En una nueva muestra de descaro y reincidencia en el grave delito de conducir bajo los efectos del alcohol, las autoridades de tránsito de Bucaramanga llevaron a cabo un operativo de control en la calle 33 con carreras 24 y 25 en horas de la madrugada.
El protagonista de esta situación fue el conductor de un taxi, quien levantó sospechas por su comportamiento, lo que llevó a los agentes a requerirlo para revisar su documentación. Sin embargo, lo que parecía ser una parada de rutina pronto se convirtió en un asunto más grave.
Al abordar al conductor, se evidenció que se encontraba en estado de embriaguez, negándose a someterse a la prueba de alcoholemia.
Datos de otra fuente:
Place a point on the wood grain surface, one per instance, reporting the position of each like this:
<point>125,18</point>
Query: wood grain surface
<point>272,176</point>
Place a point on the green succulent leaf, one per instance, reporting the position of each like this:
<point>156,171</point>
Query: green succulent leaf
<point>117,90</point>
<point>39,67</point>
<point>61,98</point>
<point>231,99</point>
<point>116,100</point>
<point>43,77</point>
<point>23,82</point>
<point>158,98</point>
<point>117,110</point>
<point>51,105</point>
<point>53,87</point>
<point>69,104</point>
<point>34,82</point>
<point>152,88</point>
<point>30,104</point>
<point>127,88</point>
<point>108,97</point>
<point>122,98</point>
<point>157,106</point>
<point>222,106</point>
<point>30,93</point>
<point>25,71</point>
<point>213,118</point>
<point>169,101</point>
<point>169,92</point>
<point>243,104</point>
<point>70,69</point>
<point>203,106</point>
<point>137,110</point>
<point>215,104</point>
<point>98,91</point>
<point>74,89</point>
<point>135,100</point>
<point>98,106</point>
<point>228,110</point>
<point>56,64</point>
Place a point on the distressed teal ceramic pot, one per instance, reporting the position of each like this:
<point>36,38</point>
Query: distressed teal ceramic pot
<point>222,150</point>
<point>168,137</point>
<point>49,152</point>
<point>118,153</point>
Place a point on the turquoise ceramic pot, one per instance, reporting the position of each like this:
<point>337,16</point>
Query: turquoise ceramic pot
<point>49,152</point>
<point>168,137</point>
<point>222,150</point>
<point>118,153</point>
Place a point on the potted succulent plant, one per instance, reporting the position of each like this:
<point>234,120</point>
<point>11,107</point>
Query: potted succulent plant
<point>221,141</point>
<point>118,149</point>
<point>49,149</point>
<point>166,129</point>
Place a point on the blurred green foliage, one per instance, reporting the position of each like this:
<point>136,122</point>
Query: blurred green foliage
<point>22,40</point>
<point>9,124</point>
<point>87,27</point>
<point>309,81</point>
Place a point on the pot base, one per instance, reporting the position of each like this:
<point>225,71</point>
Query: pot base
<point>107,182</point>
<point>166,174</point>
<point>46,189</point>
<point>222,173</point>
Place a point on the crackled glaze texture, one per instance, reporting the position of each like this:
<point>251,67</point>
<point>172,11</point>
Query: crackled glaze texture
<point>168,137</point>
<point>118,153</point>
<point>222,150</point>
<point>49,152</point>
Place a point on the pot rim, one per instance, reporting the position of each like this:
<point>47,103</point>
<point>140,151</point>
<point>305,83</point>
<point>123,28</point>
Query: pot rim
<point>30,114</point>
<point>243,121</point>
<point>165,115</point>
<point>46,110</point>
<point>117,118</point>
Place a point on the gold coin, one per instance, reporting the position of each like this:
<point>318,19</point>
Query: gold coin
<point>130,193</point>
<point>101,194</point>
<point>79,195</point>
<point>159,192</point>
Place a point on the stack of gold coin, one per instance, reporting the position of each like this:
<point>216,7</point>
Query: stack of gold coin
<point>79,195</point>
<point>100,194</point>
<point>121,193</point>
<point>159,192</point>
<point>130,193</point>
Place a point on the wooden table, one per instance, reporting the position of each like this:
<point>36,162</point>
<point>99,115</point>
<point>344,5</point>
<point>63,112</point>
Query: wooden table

Al profundizar en sus antecedentes a través del SIMIT, las autoridades descubrieron que este individuo tenía la licencia de conducción suspendida previamente por manejar bajo los efectos del alcohol. Además, se reveló que acumula multas por más de 100 millones de pesos derivadas de sanciones por conducir en estado de embriaguez.
Ante esta situación, las autoridades advierten que utilizarán todos los mecanismos legales disponibles para impedir que esta persona vuelva a ponerse al volante, especialmente de un vehículo de servicio público. Se destaca el peligro potencial que representa para la comunidad, poniendo en riesgo la seguridad de quienes podrían ser sus propios seres queridos.